No “strong girl” books spring to mind (nor do any “strong boy” books, either). but I can offer this true tale of Juliane Koepcke, one seriously tough badass girl.
She was on an airplane that was struck by lightning during a severe thunderstorm and exploded in mid-air, disintegrating at 10,000 ft. Koepcke, who was seventeen years old at the time, fell to earth in the midst of a tropical jungle still strapped into her seat – and survived. With several broken bones she walked alone for nine days until she found help. Read about it at the link above, or fire up google. Oh, and if you see her photo you will realize that “strong” does NOT mean plain, ugly or masculine.
For some more “strong girl (and women)” stories look for girl’s names on the list atBadass of the Week.
Read the story of The Pirate Queen Grace O’Malley (Grainne, 7/8/11), too — this writer sure has a take-no-prisoners style!

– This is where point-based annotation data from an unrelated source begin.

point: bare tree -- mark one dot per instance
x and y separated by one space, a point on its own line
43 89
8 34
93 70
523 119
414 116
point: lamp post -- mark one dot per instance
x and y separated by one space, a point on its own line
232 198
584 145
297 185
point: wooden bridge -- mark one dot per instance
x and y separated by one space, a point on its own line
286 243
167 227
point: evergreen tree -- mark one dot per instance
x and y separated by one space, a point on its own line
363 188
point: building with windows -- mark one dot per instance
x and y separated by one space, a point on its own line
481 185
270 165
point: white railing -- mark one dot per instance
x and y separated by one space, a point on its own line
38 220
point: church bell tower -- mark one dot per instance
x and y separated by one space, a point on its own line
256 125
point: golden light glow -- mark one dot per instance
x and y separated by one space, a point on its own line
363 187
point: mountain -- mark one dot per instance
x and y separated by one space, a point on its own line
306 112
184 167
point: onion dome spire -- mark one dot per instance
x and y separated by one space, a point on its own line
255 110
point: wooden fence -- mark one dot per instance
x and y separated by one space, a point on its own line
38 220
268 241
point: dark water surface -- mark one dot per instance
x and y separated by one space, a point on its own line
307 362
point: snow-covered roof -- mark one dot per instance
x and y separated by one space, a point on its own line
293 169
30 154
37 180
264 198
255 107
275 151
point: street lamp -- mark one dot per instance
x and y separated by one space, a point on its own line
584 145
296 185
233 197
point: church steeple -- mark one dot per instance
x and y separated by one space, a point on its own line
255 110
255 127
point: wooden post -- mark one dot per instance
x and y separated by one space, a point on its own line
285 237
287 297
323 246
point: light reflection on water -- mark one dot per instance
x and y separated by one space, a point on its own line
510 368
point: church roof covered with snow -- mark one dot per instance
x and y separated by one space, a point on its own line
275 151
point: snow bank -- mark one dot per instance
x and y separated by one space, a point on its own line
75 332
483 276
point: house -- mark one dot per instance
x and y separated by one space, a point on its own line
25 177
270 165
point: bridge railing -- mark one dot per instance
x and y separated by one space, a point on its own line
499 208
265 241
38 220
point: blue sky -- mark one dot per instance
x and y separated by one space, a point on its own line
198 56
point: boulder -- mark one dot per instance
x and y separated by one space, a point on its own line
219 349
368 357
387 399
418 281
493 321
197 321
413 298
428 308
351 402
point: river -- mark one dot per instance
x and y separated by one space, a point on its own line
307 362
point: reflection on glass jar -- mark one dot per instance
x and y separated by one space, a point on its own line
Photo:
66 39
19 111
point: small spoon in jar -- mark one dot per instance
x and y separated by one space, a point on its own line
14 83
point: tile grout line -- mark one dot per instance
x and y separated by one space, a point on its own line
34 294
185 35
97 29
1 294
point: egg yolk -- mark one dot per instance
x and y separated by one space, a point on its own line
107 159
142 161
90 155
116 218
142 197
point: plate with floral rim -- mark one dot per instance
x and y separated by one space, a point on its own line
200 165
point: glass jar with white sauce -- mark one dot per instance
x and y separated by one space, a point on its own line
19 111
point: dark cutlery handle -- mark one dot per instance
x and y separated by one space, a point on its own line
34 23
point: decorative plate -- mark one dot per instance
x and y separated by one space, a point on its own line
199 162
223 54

That would be at http://www.badassoftheweek.com/omalley.html
Kim Campbell is another tough, strong woman. Her handle is (or was) “Killer Chick.” She piloted an A-10 WartHog in Iraq, a slow, ugly and awesomely deadly warplane that was built around a Gatling cannon that can blow tanks into the next life in seconds. Another example of a tough woman who by all appearances is not the slightest bit masculine – pretty in fact (OK, that is a matter of opinion).
These are extreme examples I’ve posted. But on average the toughest and strongest people, in my opinion, tend to be women. Men can fall back on the psychologically wimpy fact that they usually are larger, physically stronger, and far more brash and aggressive than women; it makes it EASY for them to be dominant. In other words, I think an awful lot of men are wimps, but with macho attitudes that women have not decided to stand up to, by and large. Although many have.
But if women as a group ever start to say “treat me and other women well, or no sex for you,” then men quickly will treat women differently.
“But if women as a group ever start to say “treat me and other women well, or no sex for you,” then men quickly will treat women differently.”
Unless, of course, those men are “celibate” and powerful, or buy sex in one way or another.